Editor's note: As the NLCS and ALCS get underway, SN will present a case for why each of the remaining four teams will win the 2019 World Series.
Some things in baseball are beyond the explicable.
Juju? Baseball gods? Mojo? They might be unquantifiable things in an increasingly quantifiable sport, but if there's any one team that has defied the odds in 2019, it's the Yankees.
More than 30 players spent time on the injured list in 2019, and it took until the postseason for most of the team to get back and healthy. Along the way, the Yankees won 103 games and their first AL East crown in seven years, so there might be some kind of higher power at work here.
In any case, when the Yankees were building a new core four-plus years ago, it seemed like a foregone conclusion that championship runs would be in their future. Well, after that surprising 2017 team and a disappointing end to 2018, 2019 presents a great opportunity for the Bombers to mash their way to No. 28.
Offense, offense and, oh, offense
Need we say more?
Juiced ball theories or not, there's a reason this Yankees team hit more than 300 home runs in the regular season and was one of the best offenses that baseball has seen in decades. Even while dealing with injuries to major players this season — they were without Aaron Judge for 50 games, Giancarlo Stanton for nearly the entire season, to name a few — they finished with 306 home runs (second in the majors), a .267 batting average (fourth in the majors) and 943 runs scored (first in the majors).
While the Yankees weren't afraid to strike out, they were pretty much middle of the pack in the majors when it came to strikeouts this season, notching 1,437 whiffs, ranking 14th in baseball. The idea that they're a feast-or-famine team is inaccurate at best and pigheaded at worst.

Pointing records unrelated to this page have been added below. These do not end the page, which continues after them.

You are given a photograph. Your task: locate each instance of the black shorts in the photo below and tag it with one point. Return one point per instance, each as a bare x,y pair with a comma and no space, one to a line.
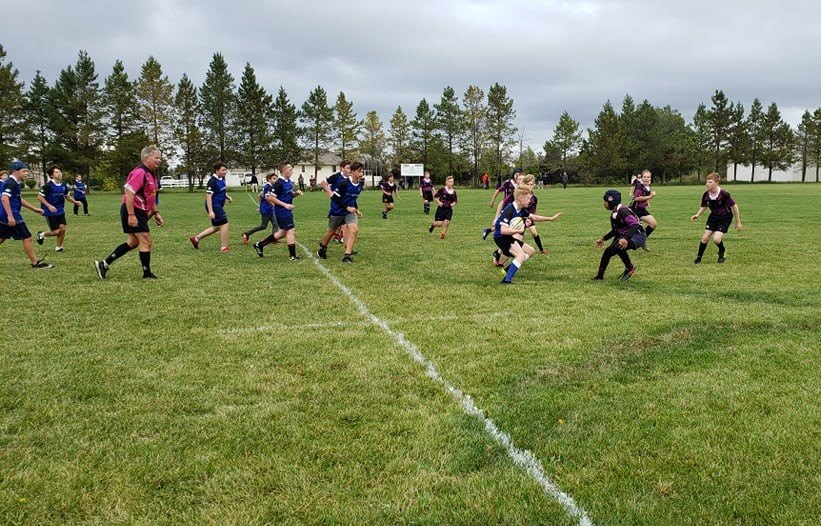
54,222
18,232
505,242
219,217
142,221
444,213
716,223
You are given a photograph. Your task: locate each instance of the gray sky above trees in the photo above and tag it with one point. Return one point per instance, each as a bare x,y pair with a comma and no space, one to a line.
551,55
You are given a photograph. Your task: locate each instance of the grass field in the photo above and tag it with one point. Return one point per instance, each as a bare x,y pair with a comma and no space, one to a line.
240,390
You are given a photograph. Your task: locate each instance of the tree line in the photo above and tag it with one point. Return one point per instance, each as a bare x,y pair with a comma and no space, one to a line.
97,129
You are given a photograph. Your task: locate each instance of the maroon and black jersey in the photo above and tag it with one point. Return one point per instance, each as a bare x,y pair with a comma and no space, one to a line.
721,205
446,199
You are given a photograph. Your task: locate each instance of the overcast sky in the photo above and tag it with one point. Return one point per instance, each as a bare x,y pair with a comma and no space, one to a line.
551,55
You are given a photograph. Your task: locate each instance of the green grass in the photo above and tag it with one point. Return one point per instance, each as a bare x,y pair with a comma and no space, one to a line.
240,390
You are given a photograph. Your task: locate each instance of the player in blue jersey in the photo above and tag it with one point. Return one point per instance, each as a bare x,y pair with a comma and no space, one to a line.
625,231
282,195
80,192
446,200
389,188
12,224
266,209
722,207
52,199
344,212
216,194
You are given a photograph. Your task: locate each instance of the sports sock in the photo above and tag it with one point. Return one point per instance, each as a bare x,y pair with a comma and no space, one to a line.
119,252
511,270
145,261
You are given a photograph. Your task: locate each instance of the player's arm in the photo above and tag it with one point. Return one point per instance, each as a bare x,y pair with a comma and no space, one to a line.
700,211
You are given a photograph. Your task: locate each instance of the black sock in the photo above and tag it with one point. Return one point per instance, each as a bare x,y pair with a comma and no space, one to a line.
145,260
119,252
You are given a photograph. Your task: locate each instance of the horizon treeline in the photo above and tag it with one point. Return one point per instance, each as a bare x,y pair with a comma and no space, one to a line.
97,127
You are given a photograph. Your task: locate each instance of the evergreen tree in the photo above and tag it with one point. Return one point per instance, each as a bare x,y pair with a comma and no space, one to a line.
155,94
755,135
254,113
719,118
423,130
776,151
605,146
37,114
11,109
500,117
399,136
77,120
803,143
286,131
450,124
317,120
738,143
218,106
475,115
567,138
126,136
347,126
187,133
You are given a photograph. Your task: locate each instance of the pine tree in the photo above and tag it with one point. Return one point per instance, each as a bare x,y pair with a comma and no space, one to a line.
475,115
450,123
347,126
218,106
317,123
500,117
254,114
37,112
399,135
187,133
11,109
754,135
155,94
285,129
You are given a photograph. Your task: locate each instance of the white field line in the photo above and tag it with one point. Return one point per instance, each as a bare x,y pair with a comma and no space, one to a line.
521,457
335,324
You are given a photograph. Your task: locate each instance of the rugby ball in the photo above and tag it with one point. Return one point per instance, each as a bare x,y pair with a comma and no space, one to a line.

Obviously, 2019 has been the year of the offense, even if the postseason has course-corrected and pitching has been more of a focus. But when an offense like the Yankees' is an active volcano, nobody wants to be the next Pompeii.
Bull(pen) in a china shop
It's a scary proposition knowing the Yankees can shorten a game to five innings given the names they're running out of their bullpen.
While mixing-and-matching for specific matchups is the strategy the Yankees deploy more than set innings in a bullpen, consider that they can run out Tommy Kahnle, Adam Ottavino, Zack Britton and Aroldis Chapman for a sixth, seventh, eighth and ninth inning, respectively. That's frightening, especially when all you need is a starter to give you five quality innings.
But the names don't end there: They also have reliever Chad Green, who has been lockdown since his return from the minors earlier in the season, and potentially J.A. Happ working in relief as well.
With a fully rested bullpen entering the ALCS, manager Aaron Boone won't be afraid to go to them early and often and treat every game like a Game 7.
An interesting tidbit: The Yankees' top three starters are not American-born. James Paxton (Canada), Masahiro Tanaka (Japan) and Luis Severino (Dominican Republic) are the 1-2-3 of the team's rotation. That means approximately nothing in the grand scheme of things, but what does mean something is that all these guys are pretty good.
Birthplace, stadium, continent doesn't matter. The Yankees' biggest bugaboo for years has been their starting rotation, and it finally looks like they have a top three that can compete with any lineup in baseball. Very early returns in a small sample size vs. Minnesota in the ALDS were pretty indicative of that.
James Paxton was masterful down the stretch, regardless of competition. In the last 11 games he pitched in the regular season, he threw to a 2.51 ERA in 61 innings, struck out 69 batters and allowed 17 earned runs. He also wasn't getting hit, allowing a .171 batting average against. That continued in the ALDS despite some struggles.
Luis Severino certainly looks the part of Yankees ace, though injuries played a major part in his 2019 season. In ALDS Game 3 he pitched four shutout innings, though he was hit around a bit and walked two on the day. He exited the game having done his part, and the Yankees exited target field on their way to the ALCS.
Masahiro Tanaka is as money as it gets come October. He has a career 1.54 postseason ERA in six starts, with a 0.800 WHIP and six runs allowed in 35 innings. Those are all pretty good numbers.
Should the Yankees win the World Series, those three are going to play a big part in it.